編集長が談話室で乱歩付きの担当編集を怒鳴っていたのを聞いただけだ。
「どうでもいいさ。どちらにしても面白ければそれでいいんだ。」
向井に言われて、これが小説の話だったと思いだす。
「どうでも良くないですよ。推理小説を何ですから、念力なんて怪しい話。使えません。」
文月はため息を漏らした。が、向井はそんな事は気にしてない。
「文月くん、困るね、君は現在、私の架空の雑誌の記者なのだから。推理ではなく、神秘小説を考えてくれないと。」
向井は大袈裟に困ってみせる。
「そんな事、急に言われても困ります。」
戸惑う文月に向井は聞く。
「ミステリ小説だとしても、困らないかな?それとも君は『悪霊』の矢絣の人物の謎を解いたというのかな?」
向井は自信満々に聞いてくる。
「いいえ、わかりません。」
文月は辛い気持ちになる。『悪霊』には時代遅れの矢絣の若い女が登場し、しかも、犯行時間に姉崎家を訪問するのを近所の煙草屋の女将さんと物乞いの男が目撃したと書いてある。
時代遅れのハイカラさんの登場が乱歩先生を悩ませてるのでは無いかと文月は思った。が、どうしてそんな人物が現れてのか、その意味は皆目分からなかった。
「そうだろう?でも、それでは連載作品の解決編は作れない。すでにそこまでは発表してしまったのだからね。矢絣の女の意味を考えないといけないじゃないか。

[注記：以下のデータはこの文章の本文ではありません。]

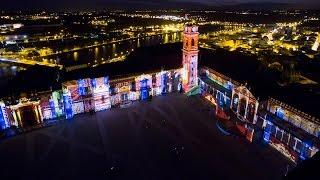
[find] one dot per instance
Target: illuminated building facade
(293, 133)
(190, 57)
(316, 44)
(26, 114)
(3, 116)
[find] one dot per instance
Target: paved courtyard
(171, 137)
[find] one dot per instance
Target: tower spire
(190, 56)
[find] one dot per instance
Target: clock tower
(190, 57)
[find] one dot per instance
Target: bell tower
(190, 57)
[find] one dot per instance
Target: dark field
(172, 137)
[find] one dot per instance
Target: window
(192, 42)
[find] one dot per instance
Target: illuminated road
(171, 137)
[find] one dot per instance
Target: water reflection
(75, 56)
(104, 52)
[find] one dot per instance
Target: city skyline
(139, 4)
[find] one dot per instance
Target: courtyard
(171, 137)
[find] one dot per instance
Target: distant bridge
(29, 62)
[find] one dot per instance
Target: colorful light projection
(3, 116)
(101, 93)
(144, 89)
(67, 104)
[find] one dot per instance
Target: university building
(290, 131)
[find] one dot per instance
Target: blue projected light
(144, 89)
(94, 83)
(68, 106)
(106, 80)
(304, 152)
(267, 132)
(81, 87)
(52, 108)
(2, 121)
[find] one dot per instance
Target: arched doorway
(242, 109)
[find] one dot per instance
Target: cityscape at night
(159, 89)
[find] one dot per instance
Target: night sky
(80, 4)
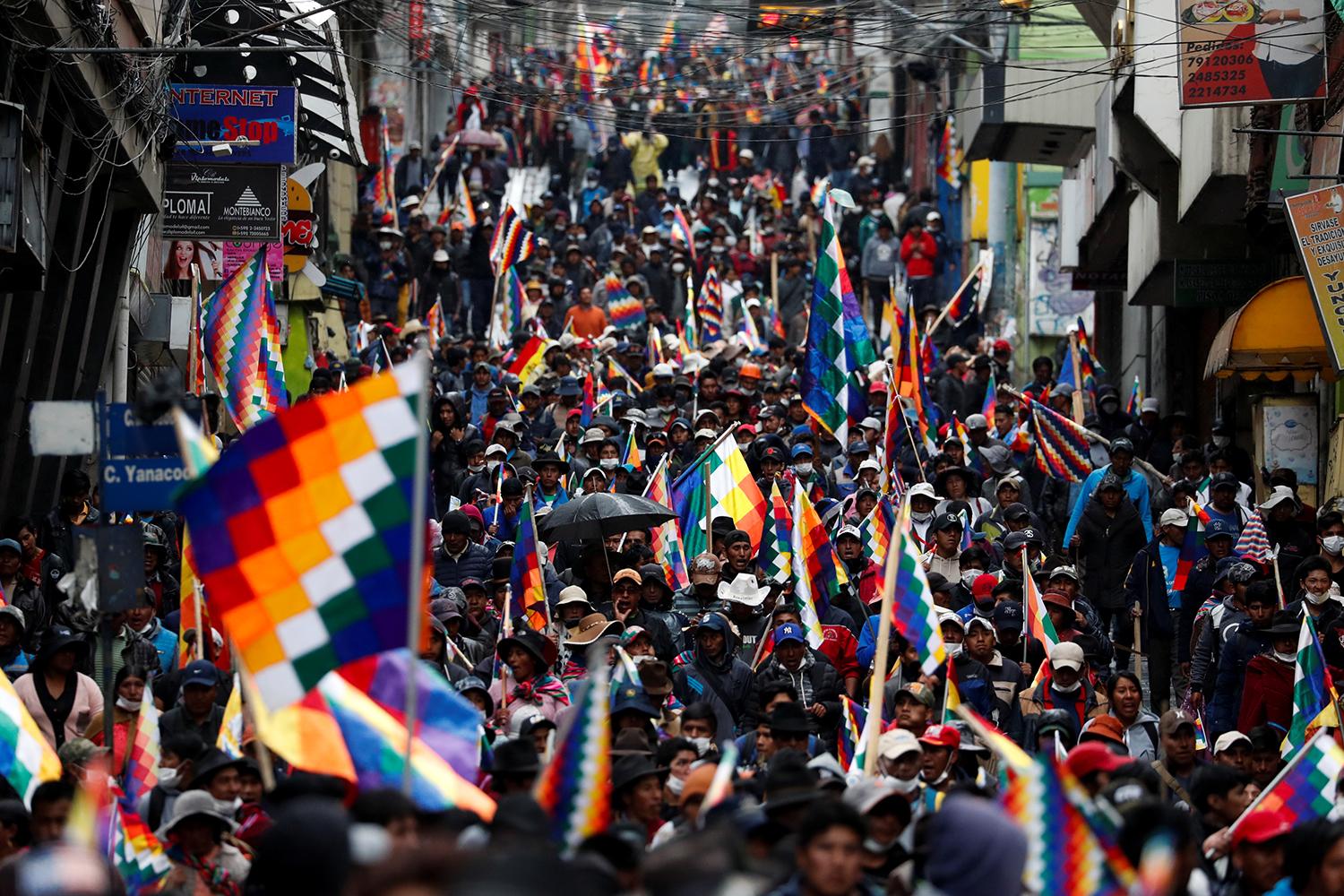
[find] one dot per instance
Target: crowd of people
(726, 670)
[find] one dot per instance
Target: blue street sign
(126, 435)
(142, 484)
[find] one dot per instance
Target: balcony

それには、オカルトの知識が必要ではないかね?」
向井はそう言ったが、文月は、なんだか納得できなかった。
「そんな、怪しげな知識で解決したら、読者の反発を受けてしまいまいます。」
不機嫌な文月に向井は肩をすくめる。
「岳士、お前、もう一度、『悪霊』を読んでみろ。祖父江進一の交霊会の参加の動機を。」
向井に言われて文月は落ち込む。そうだった、この話は交霊会で犯人を探すとかそんな展開になるのだった!
「そうですね…交霊会…乱歩先生も何でこんな展開を考えたんでしょうね。」
文月は泣きたくなった。それは、数日前の乱歩担当の先輩のぼやきにも似ていた。
もうすぐ4月である。数ヶ月前は昇進確定の夢を楽しそうに語っていた先輩は、社長や営業部長に厳しい追求をされて弱っていた。
それは乱歩先生も同じだろう。
少年時代、縁日の芝居を見にいった。明智小五郎が登場する勧善懲悪の物語。あれは多分、『一寸法師』の改訂版だったと思う。
ピエロやマジシャンが登場したし、チャンバラがあったり無茶苦茶だったけれど面白かった。
あとで演者が売り込みをしていた探偵七つ道具が欲しくて親を困らせたな。
文月にとって明智小五郎は正義の味方で憧れだった。それは日本の少年の夢でもあった。
それなのに、なぜ、乱歩先生は交霊術なんて始めたのだろう?
「時代の先を切り開くためだよ。」
向井の言葉が澱んだ深夜の空気を引き裂いた。